Alla riunione però non ha partecipato Andora, il Comune è socio per il 5.95% del Consorzio pubblico che gestisce il servizio idrico in città. «L'aumento non ha certo avuto il nostro avallo. Abbiamo deciso di non partecipare alla riunione perché siamo insoddisfatti del servizio e soprattutto contro ogni incremento tariffario», precisa il sindaco Mauro Demichelis. «L'ho sempre detto in tutte le sedi e anche in consiglio comunale: a Rivieracqua servono più operai, più tecnici e meno colletti bianchi per offrire un servizio efficiente ed efficace».

L’aumento delle tariffe rientra nel Piano di salvataggio (ovvero il concordato) da presentare in Tribunale. Nonostante l’assenza di Andora la delibera che prevede gli aumenti è passata, anche se molti sindaci hanno dichiarato di averlo fatto solo per non essere tacciati «di aver fatto naufragare la gestione dell'acqua pubblica».
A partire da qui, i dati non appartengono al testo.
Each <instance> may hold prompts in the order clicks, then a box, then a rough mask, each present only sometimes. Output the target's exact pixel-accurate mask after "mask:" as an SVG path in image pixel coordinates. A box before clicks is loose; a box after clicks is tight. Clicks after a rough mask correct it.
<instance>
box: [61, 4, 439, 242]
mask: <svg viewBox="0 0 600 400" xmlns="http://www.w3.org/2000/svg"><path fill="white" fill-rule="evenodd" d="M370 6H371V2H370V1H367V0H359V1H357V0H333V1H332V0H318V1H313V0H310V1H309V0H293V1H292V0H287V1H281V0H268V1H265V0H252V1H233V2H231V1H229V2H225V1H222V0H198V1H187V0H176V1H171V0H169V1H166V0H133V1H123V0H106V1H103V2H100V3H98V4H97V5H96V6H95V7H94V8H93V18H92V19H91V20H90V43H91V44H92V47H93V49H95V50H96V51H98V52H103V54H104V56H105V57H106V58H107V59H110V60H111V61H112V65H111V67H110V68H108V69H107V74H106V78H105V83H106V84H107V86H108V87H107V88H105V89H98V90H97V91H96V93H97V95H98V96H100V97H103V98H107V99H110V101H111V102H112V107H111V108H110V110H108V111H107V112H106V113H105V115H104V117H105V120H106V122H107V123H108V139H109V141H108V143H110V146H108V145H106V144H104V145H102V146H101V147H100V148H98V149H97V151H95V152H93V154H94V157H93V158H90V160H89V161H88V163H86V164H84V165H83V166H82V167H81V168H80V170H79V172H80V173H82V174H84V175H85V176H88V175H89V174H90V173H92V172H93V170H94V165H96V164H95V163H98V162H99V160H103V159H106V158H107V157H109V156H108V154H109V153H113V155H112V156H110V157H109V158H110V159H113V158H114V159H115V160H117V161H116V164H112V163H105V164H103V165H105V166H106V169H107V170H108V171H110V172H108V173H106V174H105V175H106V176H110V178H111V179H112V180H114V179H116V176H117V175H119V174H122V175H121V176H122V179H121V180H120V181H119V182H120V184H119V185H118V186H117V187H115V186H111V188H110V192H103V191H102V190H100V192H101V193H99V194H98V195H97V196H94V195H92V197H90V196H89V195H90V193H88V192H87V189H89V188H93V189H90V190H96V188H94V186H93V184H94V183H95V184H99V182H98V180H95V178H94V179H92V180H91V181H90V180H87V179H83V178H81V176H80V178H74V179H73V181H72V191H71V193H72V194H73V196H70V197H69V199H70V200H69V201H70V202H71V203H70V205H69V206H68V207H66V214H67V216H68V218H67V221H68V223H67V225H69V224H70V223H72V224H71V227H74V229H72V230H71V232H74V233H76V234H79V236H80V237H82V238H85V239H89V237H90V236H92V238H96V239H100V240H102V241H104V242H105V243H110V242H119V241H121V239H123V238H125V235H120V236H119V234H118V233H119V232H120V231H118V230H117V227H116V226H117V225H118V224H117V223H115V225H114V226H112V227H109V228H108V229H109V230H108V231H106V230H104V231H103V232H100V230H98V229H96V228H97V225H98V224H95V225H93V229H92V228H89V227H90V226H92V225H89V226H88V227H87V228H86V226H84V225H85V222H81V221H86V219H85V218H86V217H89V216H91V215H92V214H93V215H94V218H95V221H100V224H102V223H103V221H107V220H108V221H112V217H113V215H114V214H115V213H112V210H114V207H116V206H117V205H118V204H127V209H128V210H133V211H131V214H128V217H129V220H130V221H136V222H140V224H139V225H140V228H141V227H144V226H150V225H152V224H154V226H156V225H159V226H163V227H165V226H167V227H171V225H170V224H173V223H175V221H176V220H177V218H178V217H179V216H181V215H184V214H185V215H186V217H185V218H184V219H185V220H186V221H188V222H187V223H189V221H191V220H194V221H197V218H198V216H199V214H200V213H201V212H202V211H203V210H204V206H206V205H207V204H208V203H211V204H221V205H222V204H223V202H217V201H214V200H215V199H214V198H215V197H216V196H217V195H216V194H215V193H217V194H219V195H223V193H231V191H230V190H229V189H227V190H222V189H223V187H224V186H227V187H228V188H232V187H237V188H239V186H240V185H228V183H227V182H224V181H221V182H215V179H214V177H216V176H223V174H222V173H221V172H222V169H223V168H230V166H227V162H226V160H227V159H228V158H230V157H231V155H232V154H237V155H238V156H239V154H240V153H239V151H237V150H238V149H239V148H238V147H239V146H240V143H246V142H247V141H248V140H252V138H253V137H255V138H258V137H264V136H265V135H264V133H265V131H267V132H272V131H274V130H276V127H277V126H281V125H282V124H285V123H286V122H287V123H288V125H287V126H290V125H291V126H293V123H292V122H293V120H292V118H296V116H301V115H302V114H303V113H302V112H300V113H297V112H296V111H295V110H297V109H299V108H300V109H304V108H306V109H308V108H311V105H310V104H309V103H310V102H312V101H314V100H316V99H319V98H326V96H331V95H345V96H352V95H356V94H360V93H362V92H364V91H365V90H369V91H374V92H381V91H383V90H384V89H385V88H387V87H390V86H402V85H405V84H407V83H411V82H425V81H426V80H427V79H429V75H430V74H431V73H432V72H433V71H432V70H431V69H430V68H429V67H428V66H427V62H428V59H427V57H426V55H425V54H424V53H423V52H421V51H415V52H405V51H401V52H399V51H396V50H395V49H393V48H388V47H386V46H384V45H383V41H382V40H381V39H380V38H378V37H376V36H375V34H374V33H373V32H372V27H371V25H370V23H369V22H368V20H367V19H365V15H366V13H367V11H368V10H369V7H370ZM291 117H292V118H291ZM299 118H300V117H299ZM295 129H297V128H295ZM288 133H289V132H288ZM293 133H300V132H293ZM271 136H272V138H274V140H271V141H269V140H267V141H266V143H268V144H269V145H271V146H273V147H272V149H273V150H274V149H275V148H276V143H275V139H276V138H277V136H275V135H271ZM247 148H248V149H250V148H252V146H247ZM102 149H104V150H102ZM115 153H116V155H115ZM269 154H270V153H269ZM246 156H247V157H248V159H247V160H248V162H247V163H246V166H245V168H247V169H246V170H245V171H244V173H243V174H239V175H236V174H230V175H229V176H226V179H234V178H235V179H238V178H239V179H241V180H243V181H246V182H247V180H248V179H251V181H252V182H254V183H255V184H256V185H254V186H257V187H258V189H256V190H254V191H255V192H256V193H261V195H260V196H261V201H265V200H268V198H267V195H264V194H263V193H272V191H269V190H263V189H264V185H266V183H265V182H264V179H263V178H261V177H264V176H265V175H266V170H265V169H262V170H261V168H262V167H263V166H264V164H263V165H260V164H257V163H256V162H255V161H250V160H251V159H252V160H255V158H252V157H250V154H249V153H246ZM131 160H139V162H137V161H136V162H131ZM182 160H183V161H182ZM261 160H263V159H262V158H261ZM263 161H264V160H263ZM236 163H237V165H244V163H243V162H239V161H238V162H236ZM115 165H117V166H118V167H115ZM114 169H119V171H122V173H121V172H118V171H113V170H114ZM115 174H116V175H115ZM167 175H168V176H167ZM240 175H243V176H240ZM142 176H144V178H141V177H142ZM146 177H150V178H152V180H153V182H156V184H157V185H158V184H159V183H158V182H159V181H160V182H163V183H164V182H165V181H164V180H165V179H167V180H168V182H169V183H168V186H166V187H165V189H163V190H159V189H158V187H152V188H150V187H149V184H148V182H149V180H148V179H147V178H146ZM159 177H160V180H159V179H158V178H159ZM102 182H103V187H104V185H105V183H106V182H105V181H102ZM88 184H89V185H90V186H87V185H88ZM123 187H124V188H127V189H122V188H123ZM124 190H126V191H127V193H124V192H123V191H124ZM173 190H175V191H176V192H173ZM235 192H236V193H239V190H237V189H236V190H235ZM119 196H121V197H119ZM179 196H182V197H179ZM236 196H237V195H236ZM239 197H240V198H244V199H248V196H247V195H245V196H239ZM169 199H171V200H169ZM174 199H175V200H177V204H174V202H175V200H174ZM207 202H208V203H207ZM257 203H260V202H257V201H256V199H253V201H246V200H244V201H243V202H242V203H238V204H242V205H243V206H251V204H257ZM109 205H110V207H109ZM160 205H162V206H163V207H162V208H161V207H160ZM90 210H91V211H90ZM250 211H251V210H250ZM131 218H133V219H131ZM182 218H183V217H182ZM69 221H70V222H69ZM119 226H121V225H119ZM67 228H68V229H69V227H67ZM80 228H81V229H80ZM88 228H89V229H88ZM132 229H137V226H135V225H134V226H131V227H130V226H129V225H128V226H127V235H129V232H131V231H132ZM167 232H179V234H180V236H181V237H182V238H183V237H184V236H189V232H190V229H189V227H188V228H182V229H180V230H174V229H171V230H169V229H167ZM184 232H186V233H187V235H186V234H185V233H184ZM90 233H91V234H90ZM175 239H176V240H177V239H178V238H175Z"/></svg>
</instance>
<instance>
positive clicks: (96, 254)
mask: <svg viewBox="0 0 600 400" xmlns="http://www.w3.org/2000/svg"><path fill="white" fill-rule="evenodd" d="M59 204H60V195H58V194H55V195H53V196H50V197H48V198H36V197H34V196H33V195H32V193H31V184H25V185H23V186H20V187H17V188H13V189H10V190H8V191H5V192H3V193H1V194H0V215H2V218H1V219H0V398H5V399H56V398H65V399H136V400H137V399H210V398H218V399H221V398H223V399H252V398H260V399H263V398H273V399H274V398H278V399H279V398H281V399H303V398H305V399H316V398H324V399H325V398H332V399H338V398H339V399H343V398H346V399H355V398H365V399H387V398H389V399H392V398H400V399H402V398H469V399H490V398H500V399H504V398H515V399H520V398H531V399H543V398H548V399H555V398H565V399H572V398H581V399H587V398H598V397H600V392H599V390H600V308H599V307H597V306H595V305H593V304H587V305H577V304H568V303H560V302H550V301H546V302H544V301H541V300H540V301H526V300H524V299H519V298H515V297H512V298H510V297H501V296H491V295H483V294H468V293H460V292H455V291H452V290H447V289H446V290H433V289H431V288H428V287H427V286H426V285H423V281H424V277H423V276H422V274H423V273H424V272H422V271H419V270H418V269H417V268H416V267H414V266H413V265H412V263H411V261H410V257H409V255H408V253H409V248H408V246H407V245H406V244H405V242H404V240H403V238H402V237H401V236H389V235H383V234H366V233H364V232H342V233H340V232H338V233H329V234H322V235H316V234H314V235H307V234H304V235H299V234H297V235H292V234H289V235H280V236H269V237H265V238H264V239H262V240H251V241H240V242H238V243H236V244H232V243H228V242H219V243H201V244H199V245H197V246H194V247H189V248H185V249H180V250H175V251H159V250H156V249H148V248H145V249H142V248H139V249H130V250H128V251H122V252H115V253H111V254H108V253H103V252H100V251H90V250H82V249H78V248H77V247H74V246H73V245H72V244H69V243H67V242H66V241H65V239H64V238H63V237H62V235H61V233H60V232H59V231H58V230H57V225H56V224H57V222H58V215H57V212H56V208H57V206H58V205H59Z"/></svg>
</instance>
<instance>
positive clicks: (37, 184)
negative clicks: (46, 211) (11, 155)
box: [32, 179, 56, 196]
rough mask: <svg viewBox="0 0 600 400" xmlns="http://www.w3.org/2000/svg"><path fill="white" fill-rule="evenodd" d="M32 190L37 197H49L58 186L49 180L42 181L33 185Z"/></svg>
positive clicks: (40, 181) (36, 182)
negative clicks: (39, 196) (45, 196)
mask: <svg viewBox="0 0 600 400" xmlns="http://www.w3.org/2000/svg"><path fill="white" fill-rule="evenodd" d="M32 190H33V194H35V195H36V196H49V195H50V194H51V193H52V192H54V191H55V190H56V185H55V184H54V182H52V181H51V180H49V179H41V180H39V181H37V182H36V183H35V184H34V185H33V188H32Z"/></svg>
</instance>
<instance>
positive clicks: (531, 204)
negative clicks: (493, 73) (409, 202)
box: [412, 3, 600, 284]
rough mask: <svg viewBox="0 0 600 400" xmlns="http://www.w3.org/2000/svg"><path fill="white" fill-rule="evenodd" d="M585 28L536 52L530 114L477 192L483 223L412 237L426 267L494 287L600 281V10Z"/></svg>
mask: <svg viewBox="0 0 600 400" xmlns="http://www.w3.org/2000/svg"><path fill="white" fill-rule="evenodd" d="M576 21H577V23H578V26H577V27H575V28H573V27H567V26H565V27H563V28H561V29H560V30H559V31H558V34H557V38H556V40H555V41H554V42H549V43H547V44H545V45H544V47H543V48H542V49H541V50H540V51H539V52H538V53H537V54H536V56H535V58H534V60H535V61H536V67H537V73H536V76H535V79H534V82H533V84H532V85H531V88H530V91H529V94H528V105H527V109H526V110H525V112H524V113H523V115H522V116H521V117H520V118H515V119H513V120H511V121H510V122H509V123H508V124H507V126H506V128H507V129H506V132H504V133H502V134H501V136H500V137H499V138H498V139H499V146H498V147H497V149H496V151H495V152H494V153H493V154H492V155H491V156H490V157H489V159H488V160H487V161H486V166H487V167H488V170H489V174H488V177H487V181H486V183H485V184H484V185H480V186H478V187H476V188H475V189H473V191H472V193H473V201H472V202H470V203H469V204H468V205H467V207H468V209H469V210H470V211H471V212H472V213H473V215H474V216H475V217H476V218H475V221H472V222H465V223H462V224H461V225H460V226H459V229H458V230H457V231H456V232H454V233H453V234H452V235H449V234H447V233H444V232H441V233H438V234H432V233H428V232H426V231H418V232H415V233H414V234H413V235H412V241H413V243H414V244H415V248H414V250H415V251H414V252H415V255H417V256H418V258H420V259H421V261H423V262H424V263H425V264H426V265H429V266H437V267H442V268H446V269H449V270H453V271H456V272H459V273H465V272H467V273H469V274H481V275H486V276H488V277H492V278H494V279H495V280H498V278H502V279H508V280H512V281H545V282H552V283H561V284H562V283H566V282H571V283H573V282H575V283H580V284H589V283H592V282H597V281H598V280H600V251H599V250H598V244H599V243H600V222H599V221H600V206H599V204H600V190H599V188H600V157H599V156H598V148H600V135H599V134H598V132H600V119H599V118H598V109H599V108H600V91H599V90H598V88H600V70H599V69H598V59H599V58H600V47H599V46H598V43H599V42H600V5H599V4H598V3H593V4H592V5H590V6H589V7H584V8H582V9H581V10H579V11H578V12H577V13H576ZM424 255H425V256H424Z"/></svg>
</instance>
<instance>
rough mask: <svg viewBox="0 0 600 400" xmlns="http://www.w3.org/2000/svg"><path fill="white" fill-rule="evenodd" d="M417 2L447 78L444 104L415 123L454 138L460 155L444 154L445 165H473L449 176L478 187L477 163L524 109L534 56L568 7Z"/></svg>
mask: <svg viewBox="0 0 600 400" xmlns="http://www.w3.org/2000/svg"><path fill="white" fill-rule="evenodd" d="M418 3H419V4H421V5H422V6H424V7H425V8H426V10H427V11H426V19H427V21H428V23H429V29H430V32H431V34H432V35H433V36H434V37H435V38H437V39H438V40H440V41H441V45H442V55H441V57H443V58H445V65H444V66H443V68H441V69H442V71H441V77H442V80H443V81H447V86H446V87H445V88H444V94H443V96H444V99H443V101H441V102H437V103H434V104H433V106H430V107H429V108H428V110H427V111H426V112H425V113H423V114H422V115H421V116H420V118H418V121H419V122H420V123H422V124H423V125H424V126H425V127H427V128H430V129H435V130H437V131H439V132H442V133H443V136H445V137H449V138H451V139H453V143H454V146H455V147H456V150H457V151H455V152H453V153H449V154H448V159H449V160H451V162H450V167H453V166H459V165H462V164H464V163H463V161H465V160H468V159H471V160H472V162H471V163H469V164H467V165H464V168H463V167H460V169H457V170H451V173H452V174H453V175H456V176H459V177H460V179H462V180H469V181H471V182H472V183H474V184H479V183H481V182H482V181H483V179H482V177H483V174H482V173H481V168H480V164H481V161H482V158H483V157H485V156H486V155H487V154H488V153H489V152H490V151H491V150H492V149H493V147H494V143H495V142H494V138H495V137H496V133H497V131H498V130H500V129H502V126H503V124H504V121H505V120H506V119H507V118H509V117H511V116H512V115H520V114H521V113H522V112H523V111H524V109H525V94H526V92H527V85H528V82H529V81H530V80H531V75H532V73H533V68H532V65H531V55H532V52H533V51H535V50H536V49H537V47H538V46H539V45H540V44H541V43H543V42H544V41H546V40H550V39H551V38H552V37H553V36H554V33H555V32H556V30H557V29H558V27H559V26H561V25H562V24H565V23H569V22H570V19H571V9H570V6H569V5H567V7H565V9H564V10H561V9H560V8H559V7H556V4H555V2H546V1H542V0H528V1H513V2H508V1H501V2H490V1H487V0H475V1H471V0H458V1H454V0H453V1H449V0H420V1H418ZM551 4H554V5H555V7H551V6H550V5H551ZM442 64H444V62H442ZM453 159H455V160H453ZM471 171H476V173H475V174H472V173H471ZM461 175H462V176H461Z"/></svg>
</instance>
Ma proprio Demichelis, decidendo di non partecipare alla riunione presieduta dal presidente della Provincia di Imperia Fabio Natta ha sempre evidenziato che «la politica adottata dal Cda del consorzio idrico, con aumenti delle bollette, in aggiunta al 9% annuo già ottenuto per il quadriennio 2016-2019, non piace». «Non basta salvare la società e questo dipenderà dalle decisioni del Tribunale, occorre far funzionare Rivieracqua: i cittadini e le attività economiche e turistiche hanno bisogno di un servizio di qualità visto che pagano puntualmente le bollette. Ripeto: non sono d’accordo sull’aumento delle tariffe se non si procede di pari passo con la garanzia di poter contare su un servizio efficiente», prosegue Demichelis.

Andora tra l’altro si era già vista aumentare le bollette di circa il 21% pur facendo incassare di 2 milioni di euro di fatture. «Senza quella somma che i cittadini di Andora hanno sborsato – sottolinea il sindaco Demichelis – il bilancio/passivo avrebbe toccato quota 8 milioni di euro».